Ma und Guiying sind einfache Menschen, introvertiert und anderen gegenüber verschlossen. Guiying hat zudem Probleme mit der Blase und ein hinkendes Bein. Auf den ersten Blick sind sie ein Paar, bei dem man meinen würde, dass das nicht gut gehen kann. Aber das Gegenteil ist der Fall. Denn allen Berührungsängsten zum Trotz – Berührung beginnt hier schon bei der Begegnung der Blicke – entwickeln beide ein leises, fürsorgliches und warmes Miteinander, eine gemeinsame Form der Würde in unwürdigen Verhältnissen. Denn alles an ihrer Behausung ist ein Provisorium, ein Luftschloss im wahrsten Sinne des Wortes.

Aber Ma und Guiying fordern nicht viel. Was sie zum Leben brauchen, das erarbeiten sie sich in der Natur. Sie bestellen ein Feld, säen Mais und Getreide, lockern den Boden, jäten Unkraut, bewässern die jungen Pflanzen. Kurzum: Sie tun alles, um das Beste aus der Ernte herauszuholen. Denn der gewissenhafte Ma will nicht nur seine Schulden beim örtlichen Händler begleichen, sondern auch sich und seiner Frau eine sicherere Existenz schaffen. Er beschließt, ein Haus zu bauen.

© Hucheng No.7 Films Ltd.

Geduldig hält der Film diesen Prozess fest, vom Mischen des Lehms für die Steinmauern bis hin zum Flechten des Bastdaches aus dem eigenen Stroh. Mit unbändiger Energie und bewundernswerter Ausdauer bauen sich hier zwei Menschen eine Existenz auf, denen das niemand zugetraut hat. Am Ende lebt dieses arglose Paar auf einer kleinen Farm mit Hühnern, Schweinen und Glasflaschen im Giebel, die sanft tönen, wenn der Wind durch sie hindurchpfeift.

Ma und Guiying könnten ein glückliches Leben führen, würden sie nicht in der turbokapitalistischen Moderne Chinas leben. Immer wenn die in ihr Leben tritt oder sie sich ihr nähern müssen, wird es für sie bedrohlich. Ob durch die Bulldozer, die die letzten Häuser in dieser Ruinenlandschaft plattmachen, oder die Blutspende, die Ma für den Großgrundbesitzer des Dorfes abgeben soll.

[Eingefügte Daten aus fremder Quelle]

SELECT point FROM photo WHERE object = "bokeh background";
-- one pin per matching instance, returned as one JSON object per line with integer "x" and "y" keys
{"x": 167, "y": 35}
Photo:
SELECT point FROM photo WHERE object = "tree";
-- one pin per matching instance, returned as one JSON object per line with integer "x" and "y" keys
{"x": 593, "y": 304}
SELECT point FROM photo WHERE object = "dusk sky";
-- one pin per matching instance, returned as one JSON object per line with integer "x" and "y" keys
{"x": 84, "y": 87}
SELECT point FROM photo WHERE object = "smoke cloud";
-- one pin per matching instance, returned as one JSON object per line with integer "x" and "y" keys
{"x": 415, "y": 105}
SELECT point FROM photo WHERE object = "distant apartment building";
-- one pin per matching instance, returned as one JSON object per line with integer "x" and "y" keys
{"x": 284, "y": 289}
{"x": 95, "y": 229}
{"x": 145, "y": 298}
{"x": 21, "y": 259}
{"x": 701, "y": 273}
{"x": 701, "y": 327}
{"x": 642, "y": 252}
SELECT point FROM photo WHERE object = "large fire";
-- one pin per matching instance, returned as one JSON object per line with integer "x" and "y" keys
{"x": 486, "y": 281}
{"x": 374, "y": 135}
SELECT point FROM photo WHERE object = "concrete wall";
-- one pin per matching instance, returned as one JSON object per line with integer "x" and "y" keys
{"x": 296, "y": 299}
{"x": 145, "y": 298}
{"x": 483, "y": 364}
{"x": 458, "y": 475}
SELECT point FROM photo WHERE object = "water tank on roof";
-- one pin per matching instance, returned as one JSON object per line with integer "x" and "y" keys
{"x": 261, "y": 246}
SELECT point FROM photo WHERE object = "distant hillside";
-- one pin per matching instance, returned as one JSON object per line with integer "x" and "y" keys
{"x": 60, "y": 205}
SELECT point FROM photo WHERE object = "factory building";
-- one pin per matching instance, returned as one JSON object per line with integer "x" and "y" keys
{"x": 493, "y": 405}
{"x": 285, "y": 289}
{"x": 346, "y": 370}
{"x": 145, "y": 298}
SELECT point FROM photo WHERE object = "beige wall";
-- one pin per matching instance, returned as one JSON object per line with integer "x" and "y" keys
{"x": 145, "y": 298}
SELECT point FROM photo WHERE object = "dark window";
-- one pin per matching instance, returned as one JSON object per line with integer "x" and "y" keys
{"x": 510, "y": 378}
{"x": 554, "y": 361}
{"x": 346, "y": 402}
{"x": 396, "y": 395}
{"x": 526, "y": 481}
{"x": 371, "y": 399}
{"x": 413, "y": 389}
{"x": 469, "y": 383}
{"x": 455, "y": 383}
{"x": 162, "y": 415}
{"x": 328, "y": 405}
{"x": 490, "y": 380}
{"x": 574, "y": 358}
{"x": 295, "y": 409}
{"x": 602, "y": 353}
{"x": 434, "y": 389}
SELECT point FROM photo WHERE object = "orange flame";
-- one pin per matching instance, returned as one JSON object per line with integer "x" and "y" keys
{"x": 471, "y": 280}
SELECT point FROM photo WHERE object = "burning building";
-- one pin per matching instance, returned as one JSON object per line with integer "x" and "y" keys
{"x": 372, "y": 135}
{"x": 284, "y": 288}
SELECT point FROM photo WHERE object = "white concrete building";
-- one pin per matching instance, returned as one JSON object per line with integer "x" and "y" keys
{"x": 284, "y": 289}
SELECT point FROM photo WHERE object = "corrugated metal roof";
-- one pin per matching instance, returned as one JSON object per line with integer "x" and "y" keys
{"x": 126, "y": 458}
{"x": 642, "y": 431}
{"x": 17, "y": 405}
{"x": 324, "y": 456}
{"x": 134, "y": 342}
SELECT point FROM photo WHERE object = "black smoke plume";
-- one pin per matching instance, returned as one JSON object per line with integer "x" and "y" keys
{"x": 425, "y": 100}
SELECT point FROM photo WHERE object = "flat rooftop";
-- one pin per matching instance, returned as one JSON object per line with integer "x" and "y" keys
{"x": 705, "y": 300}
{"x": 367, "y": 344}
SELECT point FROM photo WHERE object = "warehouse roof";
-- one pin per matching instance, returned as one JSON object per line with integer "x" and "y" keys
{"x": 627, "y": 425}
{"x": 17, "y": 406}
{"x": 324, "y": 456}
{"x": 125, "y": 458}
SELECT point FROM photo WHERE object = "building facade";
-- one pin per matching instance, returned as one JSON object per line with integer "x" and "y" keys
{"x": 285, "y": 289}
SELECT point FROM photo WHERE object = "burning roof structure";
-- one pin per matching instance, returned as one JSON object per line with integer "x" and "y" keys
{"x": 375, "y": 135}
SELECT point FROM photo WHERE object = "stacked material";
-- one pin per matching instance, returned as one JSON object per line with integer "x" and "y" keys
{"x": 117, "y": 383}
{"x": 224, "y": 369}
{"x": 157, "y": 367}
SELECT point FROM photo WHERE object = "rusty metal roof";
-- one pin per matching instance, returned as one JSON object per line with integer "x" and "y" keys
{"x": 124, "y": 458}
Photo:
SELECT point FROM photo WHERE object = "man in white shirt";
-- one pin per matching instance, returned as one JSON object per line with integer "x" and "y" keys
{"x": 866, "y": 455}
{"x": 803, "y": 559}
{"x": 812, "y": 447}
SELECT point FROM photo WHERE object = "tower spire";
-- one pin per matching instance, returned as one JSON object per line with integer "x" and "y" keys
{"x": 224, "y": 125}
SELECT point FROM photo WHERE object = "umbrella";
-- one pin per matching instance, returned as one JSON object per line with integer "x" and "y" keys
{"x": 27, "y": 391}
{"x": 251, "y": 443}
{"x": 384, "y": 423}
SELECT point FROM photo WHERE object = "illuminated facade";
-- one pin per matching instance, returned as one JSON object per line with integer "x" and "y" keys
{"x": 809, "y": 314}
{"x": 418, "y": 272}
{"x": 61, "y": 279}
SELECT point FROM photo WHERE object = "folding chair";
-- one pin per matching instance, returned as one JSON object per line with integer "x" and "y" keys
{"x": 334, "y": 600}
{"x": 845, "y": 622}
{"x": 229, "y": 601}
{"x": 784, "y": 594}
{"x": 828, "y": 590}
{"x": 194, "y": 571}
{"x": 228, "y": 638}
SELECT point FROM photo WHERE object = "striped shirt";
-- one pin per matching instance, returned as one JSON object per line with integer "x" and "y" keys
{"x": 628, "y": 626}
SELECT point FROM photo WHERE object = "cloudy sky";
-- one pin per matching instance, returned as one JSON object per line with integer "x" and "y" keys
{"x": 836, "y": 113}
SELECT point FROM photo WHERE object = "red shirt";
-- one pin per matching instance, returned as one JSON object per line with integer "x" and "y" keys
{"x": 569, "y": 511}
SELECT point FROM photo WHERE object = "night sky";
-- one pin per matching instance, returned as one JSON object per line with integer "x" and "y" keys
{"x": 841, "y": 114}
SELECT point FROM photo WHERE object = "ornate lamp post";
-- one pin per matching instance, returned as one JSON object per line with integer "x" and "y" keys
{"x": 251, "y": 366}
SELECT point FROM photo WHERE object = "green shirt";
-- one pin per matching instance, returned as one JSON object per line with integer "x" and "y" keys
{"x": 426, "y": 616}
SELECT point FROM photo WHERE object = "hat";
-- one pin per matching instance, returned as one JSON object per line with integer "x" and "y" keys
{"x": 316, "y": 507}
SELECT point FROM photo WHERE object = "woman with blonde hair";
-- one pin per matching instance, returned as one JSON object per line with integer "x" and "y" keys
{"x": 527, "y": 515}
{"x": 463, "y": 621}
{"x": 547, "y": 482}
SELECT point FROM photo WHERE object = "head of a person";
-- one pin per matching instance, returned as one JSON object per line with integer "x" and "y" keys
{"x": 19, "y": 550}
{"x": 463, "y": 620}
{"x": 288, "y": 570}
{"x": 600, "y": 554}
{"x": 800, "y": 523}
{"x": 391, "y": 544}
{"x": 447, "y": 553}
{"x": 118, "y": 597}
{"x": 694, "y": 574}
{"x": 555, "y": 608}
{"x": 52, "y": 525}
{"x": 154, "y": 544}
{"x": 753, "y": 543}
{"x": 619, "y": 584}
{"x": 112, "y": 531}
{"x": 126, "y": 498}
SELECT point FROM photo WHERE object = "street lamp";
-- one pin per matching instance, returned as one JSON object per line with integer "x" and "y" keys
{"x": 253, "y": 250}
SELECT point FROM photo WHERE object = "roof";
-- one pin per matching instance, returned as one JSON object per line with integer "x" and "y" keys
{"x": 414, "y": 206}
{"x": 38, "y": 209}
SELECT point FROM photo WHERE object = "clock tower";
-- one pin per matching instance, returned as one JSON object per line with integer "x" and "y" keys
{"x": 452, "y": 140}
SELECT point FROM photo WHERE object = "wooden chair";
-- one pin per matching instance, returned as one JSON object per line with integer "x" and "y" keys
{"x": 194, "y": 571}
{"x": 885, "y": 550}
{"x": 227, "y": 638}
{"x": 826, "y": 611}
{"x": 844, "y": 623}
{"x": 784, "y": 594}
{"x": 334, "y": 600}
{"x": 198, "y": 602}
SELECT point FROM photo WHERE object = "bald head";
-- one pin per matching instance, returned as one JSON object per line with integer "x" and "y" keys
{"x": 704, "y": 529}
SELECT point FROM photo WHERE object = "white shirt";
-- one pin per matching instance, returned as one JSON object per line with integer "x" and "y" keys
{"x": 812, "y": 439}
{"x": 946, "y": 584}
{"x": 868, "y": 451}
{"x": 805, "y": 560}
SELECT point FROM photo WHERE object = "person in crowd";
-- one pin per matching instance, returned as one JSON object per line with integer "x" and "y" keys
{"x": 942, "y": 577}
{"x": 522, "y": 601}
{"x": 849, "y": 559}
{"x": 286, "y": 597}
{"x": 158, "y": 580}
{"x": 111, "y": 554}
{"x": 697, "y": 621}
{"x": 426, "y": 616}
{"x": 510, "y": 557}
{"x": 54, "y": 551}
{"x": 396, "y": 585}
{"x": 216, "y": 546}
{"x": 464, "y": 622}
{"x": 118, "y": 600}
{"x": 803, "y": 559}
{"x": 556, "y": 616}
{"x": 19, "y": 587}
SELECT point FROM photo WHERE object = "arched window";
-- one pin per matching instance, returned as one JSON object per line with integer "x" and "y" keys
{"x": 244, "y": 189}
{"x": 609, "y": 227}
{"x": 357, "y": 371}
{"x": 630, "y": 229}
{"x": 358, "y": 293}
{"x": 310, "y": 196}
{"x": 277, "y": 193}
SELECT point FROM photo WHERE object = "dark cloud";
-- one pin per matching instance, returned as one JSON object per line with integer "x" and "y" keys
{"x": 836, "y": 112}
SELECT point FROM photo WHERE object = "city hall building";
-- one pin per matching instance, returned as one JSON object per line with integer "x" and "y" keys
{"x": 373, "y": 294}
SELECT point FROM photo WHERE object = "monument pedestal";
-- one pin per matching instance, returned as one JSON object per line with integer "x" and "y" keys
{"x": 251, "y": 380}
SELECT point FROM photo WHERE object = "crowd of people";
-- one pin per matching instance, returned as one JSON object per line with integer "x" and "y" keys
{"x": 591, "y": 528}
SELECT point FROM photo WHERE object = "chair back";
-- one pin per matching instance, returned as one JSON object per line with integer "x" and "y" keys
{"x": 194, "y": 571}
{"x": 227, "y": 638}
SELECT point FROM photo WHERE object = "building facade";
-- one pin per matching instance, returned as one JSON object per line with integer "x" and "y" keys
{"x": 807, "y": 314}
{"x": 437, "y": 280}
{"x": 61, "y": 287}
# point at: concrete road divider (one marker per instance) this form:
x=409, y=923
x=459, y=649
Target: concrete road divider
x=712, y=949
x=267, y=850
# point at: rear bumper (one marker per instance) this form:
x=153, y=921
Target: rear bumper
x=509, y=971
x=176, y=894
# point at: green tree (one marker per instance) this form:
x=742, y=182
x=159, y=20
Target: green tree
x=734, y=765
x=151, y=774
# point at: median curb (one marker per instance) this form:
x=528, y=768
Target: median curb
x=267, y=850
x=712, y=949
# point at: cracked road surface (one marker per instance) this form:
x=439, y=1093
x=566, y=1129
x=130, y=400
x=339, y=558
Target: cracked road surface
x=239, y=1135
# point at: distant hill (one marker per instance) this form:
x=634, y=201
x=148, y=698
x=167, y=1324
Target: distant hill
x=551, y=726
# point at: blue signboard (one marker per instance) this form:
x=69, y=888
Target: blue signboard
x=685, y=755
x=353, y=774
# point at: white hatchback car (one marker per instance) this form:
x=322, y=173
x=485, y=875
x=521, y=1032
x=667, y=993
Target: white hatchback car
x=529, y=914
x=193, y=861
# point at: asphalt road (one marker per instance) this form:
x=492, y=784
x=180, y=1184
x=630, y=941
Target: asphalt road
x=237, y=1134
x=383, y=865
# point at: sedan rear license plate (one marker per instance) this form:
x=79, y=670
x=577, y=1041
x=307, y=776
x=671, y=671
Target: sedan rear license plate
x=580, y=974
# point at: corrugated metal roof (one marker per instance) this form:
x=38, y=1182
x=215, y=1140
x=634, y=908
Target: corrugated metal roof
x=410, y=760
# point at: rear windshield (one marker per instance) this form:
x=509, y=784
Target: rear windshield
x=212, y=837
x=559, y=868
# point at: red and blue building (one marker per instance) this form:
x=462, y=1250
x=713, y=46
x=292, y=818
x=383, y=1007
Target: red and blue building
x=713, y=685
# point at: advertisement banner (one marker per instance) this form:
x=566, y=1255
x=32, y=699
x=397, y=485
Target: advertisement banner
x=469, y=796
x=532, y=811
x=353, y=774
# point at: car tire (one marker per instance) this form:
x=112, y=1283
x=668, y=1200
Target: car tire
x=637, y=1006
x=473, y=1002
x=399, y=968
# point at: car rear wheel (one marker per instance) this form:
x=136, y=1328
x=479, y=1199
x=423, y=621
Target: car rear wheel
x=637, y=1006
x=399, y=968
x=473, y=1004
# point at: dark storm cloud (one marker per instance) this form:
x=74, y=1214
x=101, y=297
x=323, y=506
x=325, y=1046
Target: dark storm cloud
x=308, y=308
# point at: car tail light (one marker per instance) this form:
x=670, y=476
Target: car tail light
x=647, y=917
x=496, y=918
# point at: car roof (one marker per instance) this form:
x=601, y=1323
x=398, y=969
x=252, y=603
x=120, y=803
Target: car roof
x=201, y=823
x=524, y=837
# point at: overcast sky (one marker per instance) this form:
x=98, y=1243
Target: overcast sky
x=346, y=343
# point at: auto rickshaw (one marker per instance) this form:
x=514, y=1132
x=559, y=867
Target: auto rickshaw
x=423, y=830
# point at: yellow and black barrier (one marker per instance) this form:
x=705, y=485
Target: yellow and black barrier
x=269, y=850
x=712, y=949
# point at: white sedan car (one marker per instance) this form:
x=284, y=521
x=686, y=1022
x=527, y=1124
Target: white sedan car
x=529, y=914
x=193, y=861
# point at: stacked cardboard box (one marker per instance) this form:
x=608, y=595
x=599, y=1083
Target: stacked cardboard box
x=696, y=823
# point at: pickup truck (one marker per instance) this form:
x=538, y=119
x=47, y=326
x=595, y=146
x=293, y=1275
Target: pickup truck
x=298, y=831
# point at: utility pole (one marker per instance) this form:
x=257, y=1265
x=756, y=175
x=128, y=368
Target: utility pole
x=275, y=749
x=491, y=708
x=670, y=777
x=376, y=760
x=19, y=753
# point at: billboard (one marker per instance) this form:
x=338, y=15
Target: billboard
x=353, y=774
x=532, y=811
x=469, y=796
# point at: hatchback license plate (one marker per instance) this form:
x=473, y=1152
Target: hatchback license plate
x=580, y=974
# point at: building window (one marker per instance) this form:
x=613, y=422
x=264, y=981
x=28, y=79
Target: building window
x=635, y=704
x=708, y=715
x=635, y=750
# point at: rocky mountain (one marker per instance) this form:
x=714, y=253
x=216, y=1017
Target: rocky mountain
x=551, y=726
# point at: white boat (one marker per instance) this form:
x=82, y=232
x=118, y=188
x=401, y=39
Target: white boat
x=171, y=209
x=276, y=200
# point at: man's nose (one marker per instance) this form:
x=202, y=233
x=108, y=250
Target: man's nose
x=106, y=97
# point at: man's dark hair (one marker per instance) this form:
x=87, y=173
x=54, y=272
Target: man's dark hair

In der Transfusion fasst Li Ruijun die Logik zusammen, auf der die chinesische Aufstiegsgeschichte beruht. Die Reichen leben auf Kosten der Ärmsten, ihr Besitz basiert auf der Ausbeutung der Körper der Habenichtse. Dass vor diesem Hintergrund die Geschichte dieses verletzlichen Paares nicht gut ausgehen wird, kann man sich schon denken.

© Hucheng No.7 Films Ltd.

Was aber bleibt ist das zärtliche Miteinander dieser zwei Menschen, die im China der Gegenwart abseits der Megacities ein karges und arbeitsames Leben führen und darin Erfüllung, Nähe und Glück finden. Wu Renlin und Hai Qing verschmelzen dabei mit ihren Rollen. Ihr Spiel ist so authentisch, dass man sich mehrmals vergewissern muss, dass es sich bei diesem Meisterwerk nicht um einen Dokumentarfilm handelt.

Wang Weihua hält mit seiner Kamera ihr Miteinander in langen Einstellungen und poetischen Bildern fest. Eines davon brennt sich förmlich in den Kopf. Es zeigt, wie Ma und Guiying auf dem Bett sitzen, zwischen sich einen durchlöcherten Karton, in dem eine Glühbirne hin- und herwackelt. In winzigen Punkten wird das Licht durch die Löcher an die Wand geworfen, wo sie tanzen wie Leuchtwürmer in einer warmen Sommernacht. Ein magischer Moment, den die beiden staunend beobachten. Und wir, wir staunen mit ihnen.